Activity Number: 513
Type: Contributed
Date/Time: Wednesday, August 1, 2012 : 10:30 AM to 12:20 PM
Sponsor: Biopharmaceutical Section
Abstract - #306785
Title: The Case for Bayesian Predictive Probabilities for Interim Monitoring of Clinical Trials
Author(s): Benjamin Saville*+ and Jason Connor and Gregory Ayers and JoAnn Alvarez
Companies: Vanderbilt University School of Medicine and Berry Consultants and Vanderbilt University School of Medicine and Vanderbilt University School of Medicine
Address: 1161 21st Avenue South, Nashville, TN, 37232-2158, United States
Keywords: predictive probability ; posterior probability ; interim monitoring ; Bayesian ; adaptive clinical trials

We explore the advantages of a fully Bayesian predictive probability approach versus a traditional Bayesian approach using posterior probabilities for the interim monitoring of clinical trials.

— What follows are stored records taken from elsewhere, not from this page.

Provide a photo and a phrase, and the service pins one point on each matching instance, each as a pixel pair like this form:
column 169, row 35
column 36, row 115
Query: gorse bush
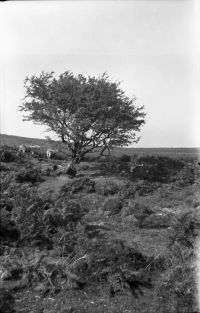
column 82, row 184
column 64, row 213
column 7, row 154
column 178, row 281
column 112, row 205
column 28, row 175
column 107, row 187
column 28, row 211
column 125, row 158
column 186, row 228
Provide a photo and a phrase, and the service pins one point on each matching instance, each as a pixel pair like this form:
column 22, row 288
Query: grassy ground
column 139, row 218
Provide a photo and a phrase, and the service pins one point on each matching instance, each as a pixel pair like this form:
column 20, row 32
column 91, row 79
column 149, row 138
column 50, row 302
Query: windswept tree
column 87, row 114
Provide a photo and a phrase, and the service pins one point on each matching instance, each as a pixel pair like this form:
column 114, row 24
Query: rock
column 130, row 220
column 112, row 204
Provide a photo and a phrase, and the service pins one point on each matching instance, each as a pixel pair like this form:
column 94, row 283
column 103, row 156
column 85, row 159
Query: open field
column 106, row 240
column 192, row 153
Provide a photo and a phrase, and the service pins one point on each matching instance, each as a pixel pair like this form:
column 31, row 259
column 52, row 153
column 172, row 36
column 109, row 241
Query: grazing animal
column 28, row 149
column 50, row 153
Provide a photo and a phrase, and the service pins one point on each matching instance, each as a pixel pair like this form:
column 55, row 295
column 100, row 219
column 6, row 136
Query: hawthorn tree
column 86, row 113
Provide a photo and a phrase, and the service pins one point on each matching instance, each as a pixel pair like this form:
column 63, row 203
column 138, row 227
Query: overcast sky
column 151, row 46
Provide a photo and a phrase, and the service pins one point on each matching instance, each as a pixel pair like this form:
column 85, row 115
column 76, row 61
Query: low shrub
column 112, row 205
column 125, row 158
column 140, row 212
column 77, row 185
column 177, row 283
column 186, row 228
column 143, row 187
column 107, row 187
column 128, row 190
column 7, row 156
column 187, row 176
column 28, row 175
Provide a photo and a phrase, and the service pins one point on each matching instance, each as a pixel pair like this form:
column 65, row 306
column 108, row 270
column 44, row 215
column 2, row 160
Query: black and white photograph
column 100, row 156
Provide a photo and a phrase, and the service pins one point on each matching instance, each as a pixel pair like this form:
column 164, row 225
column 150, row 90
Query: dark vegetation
column 106, row 241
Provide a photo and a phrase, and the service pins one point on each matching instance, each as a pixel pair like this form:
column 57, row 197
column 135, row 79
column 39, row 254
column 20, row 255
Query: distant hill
column 11, row 140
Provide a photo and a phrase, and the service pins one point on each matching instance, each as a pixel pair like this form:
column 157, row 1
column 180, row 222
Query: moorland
column 106, row 240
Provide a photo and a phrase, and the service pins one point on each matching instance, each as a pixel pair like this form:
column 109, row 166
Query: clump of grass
column 82, row 184
column 29, row 175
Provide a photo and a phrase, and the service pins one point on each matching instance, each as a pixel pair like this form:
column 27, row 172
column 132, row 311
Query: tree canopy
column 87, row 113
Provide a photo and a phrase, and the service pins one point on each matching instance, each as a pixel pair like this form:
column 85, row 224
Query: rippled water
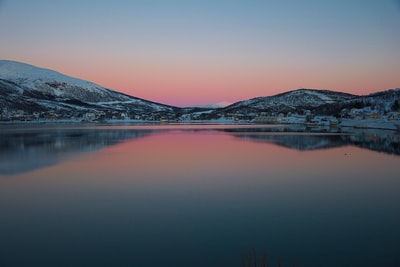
column 201, row 195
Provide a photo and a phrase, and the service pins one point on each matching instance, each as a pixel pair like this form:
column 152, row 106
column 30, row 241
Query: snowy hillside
column 28, row 89
column 293, row 100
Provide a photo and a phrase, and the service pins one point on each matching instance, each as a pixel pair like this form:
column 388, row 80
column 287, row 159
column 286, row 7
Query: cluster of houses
column 305, row 116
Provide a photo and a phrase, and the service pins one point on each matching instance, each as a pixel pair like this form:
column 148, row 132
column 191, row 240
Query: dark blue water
column 198, row 196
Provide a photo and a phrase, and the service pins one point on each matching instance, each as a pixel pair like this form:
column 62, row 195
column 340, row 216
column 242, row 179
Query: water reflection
column 302, row 138
column 24, row 150
column 27, row 150
column 198, row 196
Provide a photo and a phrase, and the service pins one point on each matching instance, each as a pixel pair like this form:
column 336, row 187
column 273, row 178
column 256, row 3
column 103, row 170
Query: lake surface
column 198, row 195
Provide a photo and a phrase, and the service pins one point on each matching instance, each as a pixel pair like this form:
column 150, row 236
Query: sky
column 198, row 52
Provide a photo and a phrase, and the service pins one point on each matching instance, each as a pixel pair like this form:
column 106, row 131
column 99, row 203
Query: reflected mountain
column 303, row 138
column 24, row 151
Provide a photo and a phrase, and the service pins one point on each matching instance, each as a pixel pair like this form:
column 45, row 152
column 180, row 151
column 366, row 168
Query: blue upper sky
column 198, row 52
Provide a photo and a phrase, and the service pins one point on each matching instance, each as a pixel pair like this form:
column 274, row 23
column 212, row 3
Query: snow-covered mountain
column 293, row 100
column 32, row 89
column 28, row 92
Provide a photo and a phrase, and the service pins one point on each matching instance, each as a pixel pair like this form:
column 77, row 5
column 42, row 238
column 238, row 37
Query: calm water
column 198, row 196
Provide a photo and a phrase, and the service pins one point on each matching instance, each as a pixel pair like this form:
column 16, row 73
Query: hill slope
column 29, row 88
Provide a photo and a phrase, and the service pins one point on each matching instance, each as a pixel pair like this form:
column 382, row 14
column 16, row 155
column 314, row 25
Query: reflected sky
column 203, row 198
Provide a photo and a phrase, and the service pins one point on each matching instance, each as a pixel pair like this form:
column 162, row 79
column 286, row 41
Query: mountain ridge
column 26, row 89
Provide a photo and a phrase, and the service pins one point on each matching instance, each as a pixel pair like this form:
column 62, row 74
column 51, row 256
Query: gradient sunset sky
column 191, row 52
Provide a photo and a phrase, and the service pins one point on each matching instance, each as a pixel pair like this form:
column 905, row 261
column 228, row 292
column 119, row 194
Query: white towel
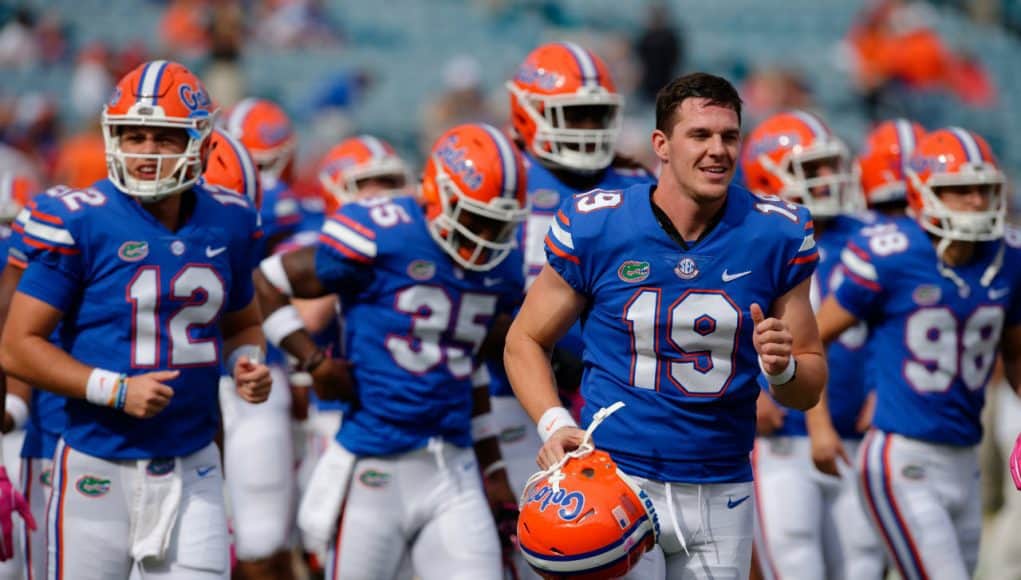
column 154, row 511
column 325, row 494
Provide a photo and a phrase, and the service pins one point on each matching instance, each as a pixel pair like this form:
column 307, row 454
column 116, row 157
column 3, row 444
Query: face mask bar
column 586, row 150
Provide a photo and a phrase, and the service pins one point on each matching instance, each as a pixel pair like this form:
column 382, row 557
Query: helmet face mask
column 955, row 159
column 785, row 156
column 158, row 94
column 566, row 108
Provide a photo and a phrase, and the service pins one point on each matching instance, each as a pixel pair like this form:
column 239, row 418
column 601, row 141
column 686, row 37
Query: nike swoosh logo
column 727, row 277
column 731, row 503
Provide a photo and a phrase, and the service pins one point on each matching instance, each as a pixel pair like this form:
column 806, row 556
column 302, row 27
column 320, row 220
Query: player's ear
column 661, row 145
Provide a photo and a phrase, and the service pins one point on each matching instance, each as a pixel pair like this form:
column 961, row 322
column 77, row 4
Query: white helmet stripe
column 248, row 173
column 817, row 127
column 906, row 137
column 148, row 87
column 968, row 142
column 589, row 73
column 508, row 168
column 376, row 148
column 236, row 124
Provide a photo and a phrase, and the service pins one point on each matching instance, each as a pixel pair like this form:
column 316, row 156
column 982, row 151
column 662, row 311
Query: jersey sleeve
column 346, row 250
column 562, row 252
column 245, row 260
column 55, row 263
column 859, row 291
column 803, row 251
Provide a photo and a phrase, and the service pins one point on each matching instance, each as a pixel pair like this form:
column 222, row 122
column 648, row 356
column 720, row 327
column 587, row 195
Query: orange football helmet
column 15, row 191
column 587, row 520
column 954, row 157
column 473, row 190
column 558, row 86
column 783, row 155
column 158, row 93
column 359, row 158
column 266, row 132
column 880, row 166
column 231, row 166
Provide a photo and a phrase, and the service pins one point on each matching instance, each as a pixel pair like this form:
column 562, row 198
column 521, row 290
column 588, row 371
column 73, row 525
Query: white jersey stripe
column 858, row 266
column 561, row 235
column 349, row 238
column 49, row 233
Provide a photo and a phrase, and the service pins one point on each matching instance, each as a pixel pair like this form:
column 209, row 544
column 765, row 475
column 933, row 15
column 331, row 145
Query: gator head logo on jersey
column 92, row 486
column 633, row 271
column 133, row 251
column 594, row 518
column 473, row 191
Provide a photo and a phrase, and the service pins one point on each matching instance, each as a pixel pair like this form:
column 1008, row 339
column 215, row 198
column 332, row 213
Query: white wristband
column 17, row 409
column 483, row 427
column 281, row 324
column 783, row 377
column 252, row 351
column 273, row 269
column 103, row 388
column 553, row 419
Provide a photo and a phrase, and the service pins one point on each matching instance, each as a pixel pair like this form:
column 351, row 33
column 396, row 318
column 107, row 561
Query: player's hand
column 1016, row 463
column 10, row 501
column 769, row 415
column 333, row 381
column 773, row 341
column 563, row 440
column 827, row 448
column 147, row 394
column 252, row 380
column 864, row 421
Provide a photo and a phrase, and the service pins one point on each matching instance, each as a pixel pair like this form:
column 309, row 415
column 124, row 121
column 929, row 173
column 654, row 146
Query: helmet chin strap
column 554, row 472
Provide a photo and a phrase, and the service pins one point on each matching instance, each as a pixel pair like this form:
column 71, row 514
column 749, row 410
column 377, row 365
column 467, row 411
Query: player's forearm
column 37, row 361
column 804, row 390
column 530, row 373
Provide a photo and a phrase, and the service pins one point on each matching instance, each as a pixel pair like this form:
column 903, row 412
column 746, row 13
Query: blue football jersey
column 668, row 330
column 136, row 298
column 932, row 345
column 846, row 387
column 414, row 322
column 545, row 193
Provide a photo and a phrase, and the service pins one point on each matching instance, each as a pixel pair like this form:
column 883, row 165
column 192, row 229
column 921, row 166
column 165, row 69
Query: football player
column 148, row 308
column 811, row 524
column 688, row 290
column 566, row 115
column 421, row 283
column 258, row 440
column 939, row 291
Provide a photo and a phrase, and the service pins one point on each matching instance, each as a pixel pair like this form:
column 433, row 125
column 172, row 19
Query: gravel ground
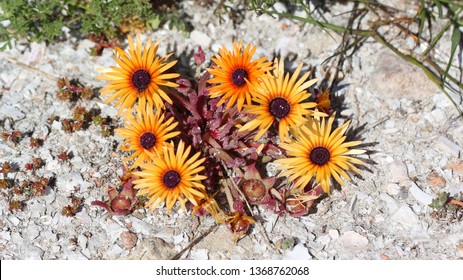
column 412, row 131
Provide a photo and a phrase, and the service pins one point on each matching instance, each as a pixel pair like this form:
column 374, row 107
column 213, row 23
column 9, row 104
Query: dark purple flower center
column 238, row 77
column 171, row 179
column 141, row 79
column 279, row 107
column 147, row 140
column 320, row 156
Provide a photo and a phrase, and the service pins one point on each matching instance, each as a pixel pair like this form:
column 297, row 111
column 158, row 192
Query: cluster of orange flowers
column 142, row 82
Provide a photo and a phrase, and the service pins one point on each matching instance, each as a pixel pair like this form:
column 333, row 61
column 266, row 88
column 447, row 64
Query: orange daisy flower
column 171, row 178
column 235, row 73
column 146, row 133
column 280, row 99
column 316, row 151
column 140, row 76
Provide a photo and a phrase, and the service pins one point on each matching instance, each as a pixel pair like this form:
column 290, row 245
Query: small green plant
column 434, row 21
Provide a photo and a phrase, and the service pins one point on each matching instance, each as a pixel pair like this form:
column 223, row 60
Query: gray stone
column 32, row 232
column 446, row 145
column 31, row 252
column 395, row 78
column 391, row 203
column 113, row 229
column 9, row 111
column 419, row 195
column 352, row 240
column 69, row 181
column 200, row 254
column 200, row 38
column 280, row 7
column 398, row 171
column 299, row 252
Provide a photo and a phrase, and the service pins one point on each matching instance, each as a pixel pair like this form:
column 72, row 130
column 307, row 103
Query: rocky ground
column 411, row 129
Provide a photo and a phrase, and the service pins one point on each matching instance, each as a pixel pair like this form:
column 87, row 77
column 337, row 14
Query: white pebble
column 391, row 203
column 200, row 254
column 444, row 144
column 399, row 172
column 393, row 189
column 334, row 234
column 32, row 253
column 299, row 252
column 200, row 38
column 419, row 195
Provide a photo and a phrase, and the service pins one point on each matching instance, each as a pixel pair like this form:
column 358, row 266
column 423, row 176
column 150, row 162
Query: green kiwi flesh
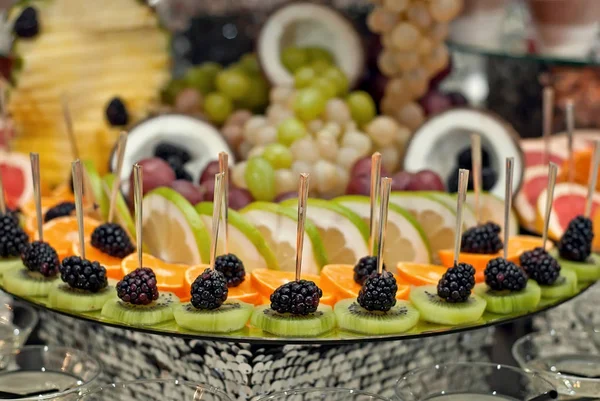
column 25, row 283
column 288, row 325
column 434, row 309
column 352, row 317
column 564, row 286
column 62, row 296
column 231, row 316
column 156, row 312
column 506, row 302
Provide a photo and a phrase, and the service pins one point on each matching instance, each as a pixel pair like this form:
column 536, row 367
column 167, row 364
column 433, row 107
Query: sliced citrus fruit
column 436, row 218
column 244, row 292
column 405, row 239
column 62, row 232
column 245, row 241
column 278, row 224
column 344, row 234
column 266, row 281
column 339, row 280
column 170, row 277
column 110, row 263
column 172, row 229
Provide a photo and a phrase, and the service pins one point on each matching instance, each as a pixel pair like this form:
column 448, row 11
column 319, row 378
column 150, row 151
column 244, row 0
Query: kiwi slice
column 505, row 302
column 231, row 316
column 564, row 286
column 156, row 312
column 288, row 325
column 25, row 283
column 434, row 309
column 62, row 296
column 353, row 317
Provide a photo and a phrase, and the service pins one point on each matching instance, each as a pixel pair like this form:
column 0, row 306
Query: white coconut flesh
column 305, row 25
column 437, row 143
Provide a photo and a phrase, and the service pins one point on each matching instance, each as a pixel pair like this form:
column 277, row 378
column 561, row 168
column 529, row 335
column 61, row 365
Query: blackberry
column 138, row 287
column 501, row 274
column 42, row 258
column 112, row 239
column 483, row 239
column 366, row 266
column 83, row 274
column 576, row 242
column 456, row 284
column 27, row 24
column 540, row 266
column 297, row 297
column 13, row 239
column 379, row 292
column 116, row 113
column 60, row 210
column 232, row 268
column 209, row 290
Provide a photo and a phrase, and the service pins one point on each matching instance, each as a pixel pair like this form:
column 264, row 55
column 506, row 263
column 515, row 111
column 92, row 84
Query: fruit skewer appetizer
column 209, row 310
column 139, row 301
column 84, row 285
column 295, row 310
column 507, row 288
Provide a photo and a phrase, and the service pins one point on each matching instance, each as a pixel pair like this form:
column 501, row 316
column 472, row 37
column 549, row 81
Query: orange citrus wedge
column 339, row 280
column 267, row 281
column 62, row 232
column 110, row 263
column 170, row 277
column 243, row 292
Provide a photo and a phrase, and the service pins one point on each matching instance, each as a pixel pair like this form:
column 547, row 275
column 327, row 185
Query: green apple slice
column 245, row 241
column 172, row 230
column 405, row 240
column 345, row 235
column 278, row 224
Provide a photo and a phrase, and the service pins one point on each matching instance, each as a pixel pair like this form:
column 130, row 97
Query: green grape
column 293, row 58
column 362, row 107
column 309, row 103
column 278, row 155
column 260, row 179
column 340, row 80
column 319, row 53
column 233, row 83
column 303, row 77
column 290, row 130
column 217, row 107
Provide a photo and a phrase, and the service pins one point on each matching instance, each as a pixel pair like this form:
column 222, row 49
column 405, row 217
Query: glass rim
column 497, row 366
column 305, row 390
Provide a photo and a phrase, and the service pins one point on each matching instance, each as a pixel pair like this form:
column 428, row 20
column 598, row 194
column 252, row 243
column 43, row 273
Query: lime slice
column 435, row 218
column 172, row 229
column 405, row 240
column 245, row 241
column 277, row 224
column 345, row 235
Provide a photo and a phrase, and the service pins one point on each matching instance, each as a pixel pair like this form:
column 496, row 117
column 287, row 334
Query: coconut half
column 437, row 143
column 202, row 140
column 304, row 25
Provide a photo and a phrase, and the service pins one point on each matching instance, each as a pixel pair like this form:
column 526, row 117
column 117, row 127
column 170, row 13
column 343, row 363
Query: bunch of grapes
column 214, row 93
column 412, row 34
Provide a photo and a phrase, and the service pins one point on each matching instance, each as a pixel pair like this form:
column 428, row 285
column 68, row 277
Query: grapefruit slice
column 339, row 280
column 244, row 292
column 405, row 239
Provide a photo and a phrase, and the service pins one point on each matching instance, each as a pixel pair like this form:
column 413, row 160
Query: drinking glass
column 472, row 381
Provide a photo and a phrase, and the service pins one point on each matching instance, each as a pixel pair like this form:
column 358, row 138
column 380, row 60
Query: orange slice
column 339, row 280
column 62, row 232
column 170, row 277
column 243, row 292
column 267, row 281
column 110, row 263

Compared to posterior probabilities, predictive probabilities dramatically increase computing time required to design trials with known operating characteristics via simulations. However, some argue that the cost of the computational burden is overwhelmed by the benefits obtained from using predictive probabilities. In this manuscript, we provide evidence that the predictive probability approach is more closely aligned with the clinical decision process than the posterior probability approach. It is more straightforward to derive stopping rules based on predictive probabilities and we show examples of poorly chosen rules based on posterior probabilities. We explore the relationship between predictive probabilities and posterior probabilities as a function of the amount of remaining data to collect in the trial, and argue that the predictive probability approach is a superior strategy for clinical trial design.